Titán (mitología)


En la mitología griega, los titanes (en griego antiguo Τιτάν, plural Τιτᾶνες) eran una raza de poderosas deidades que gobernaron antes de Zeus; al menos el gobierno de Crono se sitúa durante la legendaria edad de oro.[1]​ El nombre colectivo de las titánides (Τιτανíδες) —titanes femeninos— no fue muy usado en textos griegos, y en todo caso aparece en fuentes tardías.[2]​ Por su abolengo estos seres también son denominados con el patronímico de Uránidas (Ουρανιδαι).[3]​ A pesar de su prominencia los textos suelen referirse a los titanes como sinónimo de seres muy antiguos y se cree que sus nombres fueron invenciones de Hesíodo, a quienes poetas posteriores siguieron. No se ha registrado ningún culto hacia los Titanes en la antigua Grecia, y lo más probable es que Hesíodo los copiara de otras teogonías del Próximo Oriente.[4]​ De hecho, fuera de los textos cosmogónicos los Titanes apenas son mencionados de manera individual más allá de Crono, Océano o Jápeto; incluso para Homero Hiperión es tan solo un mero epíteto de Helio[5]​. Su inclusión individual en los mitos suele referirse como meros eslabones genealógicos entre los dioses primordiales y los dioses olímpicos[6]​; Ovidio ya se hace eco de esta particularidad, cuando nos cuenta que Leto es «hija de un tal Ceo».[7]
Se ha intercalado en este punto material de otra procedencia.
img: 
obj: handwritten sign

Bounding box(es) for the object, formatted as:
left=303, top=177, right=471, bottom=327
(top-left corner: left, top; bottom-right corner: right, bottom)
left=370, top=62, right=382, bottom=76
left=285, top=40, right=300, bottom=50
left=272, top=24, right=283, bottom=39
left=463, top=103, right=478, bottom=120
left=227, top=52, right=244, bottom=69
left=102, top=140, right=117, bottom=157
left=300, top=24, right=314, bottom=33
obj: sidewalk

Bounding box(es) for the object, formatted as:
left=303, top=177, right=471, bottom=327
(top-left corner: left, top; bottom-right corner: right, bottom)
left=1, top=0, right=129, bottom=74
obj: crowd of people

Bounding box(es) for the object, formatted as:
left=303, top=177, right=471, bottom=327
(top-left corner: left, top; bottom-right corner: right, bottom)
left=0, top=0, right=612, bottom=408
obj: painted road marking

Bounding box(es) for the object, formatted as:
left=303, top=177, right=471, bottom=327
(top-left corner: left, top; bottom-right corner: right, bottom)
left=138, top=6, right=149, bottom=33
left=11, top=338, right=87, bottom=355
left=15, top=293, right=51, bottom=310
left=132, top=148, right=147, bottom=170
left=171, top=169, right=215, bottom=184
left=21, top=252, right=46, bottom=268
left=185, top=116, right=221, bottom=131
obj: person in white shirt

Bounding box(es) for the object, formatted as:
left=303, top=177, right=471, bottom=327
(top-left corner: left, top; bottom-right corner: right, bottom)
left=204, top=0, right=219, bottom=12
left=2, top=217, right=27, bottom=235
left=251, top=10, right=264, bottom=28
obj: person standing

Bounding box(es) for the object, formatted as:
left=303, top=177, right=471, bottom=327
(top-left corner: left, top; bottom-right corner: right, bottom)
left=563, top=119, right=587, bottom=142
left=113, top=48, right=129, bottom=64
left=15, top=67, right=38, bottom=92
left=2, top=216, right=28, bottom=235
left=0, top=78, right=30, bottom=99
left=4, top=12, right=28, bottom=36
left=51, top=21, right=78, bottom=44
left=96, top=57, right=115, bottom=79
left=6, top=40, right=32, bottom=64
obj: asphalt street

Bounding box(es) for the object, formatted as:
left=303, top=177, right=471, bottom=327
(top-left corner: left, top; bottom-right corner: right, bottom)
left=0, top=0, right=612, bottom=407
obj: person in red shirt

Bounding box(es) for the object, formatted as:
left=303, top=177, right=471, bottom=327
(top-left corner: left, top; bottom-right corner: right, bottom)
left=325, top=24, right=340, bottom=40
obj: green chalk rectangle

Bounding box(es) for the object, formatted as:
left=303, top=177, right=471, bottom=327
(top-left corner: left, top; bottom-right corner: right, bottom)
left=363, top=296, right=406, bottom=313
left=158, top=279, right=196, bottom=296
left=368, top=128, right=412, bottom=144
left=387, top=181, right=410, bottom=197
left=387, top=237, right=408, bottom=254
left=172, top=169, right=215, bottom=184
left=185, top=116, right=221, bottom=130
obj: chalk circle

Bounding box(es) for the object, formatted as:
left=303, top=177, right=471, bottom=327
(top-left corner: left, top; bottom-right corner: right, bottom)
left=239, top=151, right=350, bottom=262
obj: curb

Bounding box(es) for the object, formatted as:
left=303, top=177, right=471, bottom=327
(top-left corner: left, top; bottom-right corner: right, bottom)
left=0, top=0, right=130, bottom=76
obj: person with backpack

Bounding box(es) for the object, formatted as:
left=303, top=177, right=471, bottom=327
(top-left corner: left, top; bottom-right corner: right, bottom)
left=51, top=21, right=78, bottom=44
Los titanes fueron doce en número ya desde su primera aparición literaria en la Teogonía de Hesíodo[8]​; aunque en su Biblioteca mitológica, Apolodoro añade una decimotercera: Dione[9]​, diosa preolímpica cuyo santuario se encontraba en Dodona.[10]​ Sin embargo Homero considera a Océano como padre de los dioses, y como tal lo describe como un primordial y no como uno de los Titanes.[11]​ De la misma manera los Titanes sirven en el mito como un contraste: ellos son los viejos dioses desplazados y relacionados con el mundo ctónico, en oposición a los dioses olímpicos, generación más joven que gobierna desde el monte Olimpo.[12]


La Caída de los Titanes, de Rubens.
Cabeza de un Titán (Museo Arqueológico Nacional de Atenas).